ベルトコンベアが四方から集められています。ベルトコンベアは平らに移動していくのではなく、斜めに昇りながら運搬を続け、そして次のベルトコンベアへ落としながら運搬を引き継いで行く様です。

三池炭鉱は高カロリーで無煙という非常に優れた石炭を産出しました。
が、例えば火力発電所ではこの高カロリーが災いし、そのままでは使用出来ませんでした。
これは石炭を焚く釜までもが焼けてしまうからで、時には穴が空くことすらあったことによります。
そこで、火力を調整するため、火力に差のある石炭をブレンドし、燃焼を調整しやすくしました。
さらに高カロリー石炭は灰が粘土質で煙突や釜の内側にくっついてしまうという欠点がありました。
これも別のグレードの石炭をブレンドし、さらさらした灰にして釜から取り除きやすくすることも出来たのです。
石炭というと、炭の固まりという印象から、こうしたブレンド調整があった事自体、やや意外な気がします。
ですが、ガソリンもハイオクなどオクタン価を調整したりしますし、石炭でも同じ事をした訳ですね。
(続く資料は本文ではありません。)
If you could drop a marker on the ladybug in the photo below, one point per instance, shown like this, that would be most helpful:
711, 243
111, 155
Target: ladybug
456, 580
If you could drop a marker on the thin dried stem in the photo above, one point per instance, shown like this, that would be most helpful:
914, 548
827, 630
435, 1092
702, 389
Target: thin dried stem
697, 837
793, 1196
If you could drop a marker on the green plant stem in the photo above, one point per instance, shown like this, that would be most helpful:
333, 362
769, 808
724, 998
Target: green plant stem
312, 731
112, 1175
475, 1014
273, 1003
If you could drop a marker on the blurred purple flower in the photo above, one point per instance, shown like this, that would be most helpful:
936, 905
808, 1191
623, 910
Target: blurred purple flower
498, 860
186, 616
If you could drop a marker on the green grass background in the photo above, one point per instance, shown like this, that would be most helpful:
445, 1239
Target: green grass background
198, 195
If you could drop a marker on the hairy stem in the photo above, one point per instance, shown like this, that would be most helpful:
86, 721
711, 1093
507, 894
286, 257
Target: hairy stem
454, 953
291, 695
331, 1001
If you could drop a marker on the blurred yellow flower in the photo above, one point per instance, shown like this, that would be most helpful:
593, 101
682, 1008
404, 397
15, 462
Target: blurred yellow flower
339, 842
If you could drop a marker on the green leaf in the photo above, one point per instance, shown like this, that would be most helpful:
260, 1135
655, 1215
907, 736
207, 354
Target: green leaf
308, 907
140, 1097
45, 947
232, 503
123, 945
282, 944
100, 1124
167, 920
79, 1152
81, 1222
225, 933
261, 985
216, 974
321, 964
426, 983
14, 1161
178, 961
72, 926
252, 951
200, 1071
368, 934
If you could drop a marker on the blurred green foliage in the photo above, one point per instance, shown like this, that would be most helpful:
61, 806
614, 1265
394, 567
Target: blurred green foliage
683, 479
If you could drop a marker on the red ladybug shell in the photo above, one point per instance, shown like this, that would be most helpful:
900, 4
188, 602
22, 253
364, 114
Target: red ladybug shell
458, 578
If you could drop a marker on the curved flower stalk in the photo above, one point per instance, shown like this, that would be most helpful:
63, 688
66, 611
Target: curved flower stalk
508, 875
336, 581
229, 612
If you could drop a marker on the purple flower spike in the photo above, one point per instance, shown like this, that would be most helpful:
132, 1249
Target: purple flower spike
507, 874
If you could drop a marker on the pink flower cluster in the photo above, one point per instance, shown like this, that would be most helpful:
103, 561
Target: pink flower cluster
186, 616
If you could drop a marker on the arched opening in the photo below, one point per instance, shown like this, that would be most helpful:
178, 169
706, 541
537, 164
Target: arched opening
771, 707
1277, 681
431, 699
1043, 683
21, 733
現存する石炭積み出しローダーの内の一つで、海の岸壁に位置しています。
貯炭エリアから伸びるベルトコンベアがローダーへ伸びています。
またこのローダーは左右へ移動する事が出来、水平に伸びるコンベアがその移動範囲となっていました。
ここでもベルトコンベアは次に引き継ぐベルトコンベアよりも高い位置に運び、次のコンベアへ落とす形で運ばれていきます。
先ほど、石炭のブレンドを複数のホッパーから落としながら行ったと書きましたが、こうした運搬のなかでそれなりに巧く混ざったのではないかな、と思います。


先ほどのローダーです。
横付けされる船に合わせてローダーが移動できた様です。
大きさがちょっとわかりにくいかも知れませんが、操作室が見えますので、それからご想像下さい。

隣接する、もうひとつのローダー。


沖合にある現役のローダー。
これを輸入の際に用いている様です。
離れているためわかりにくいのですが、地上5階はゆうにある巨大な物に見えました。
巨大な機械で大量に高効率運用という三井の伝統とも言えますね。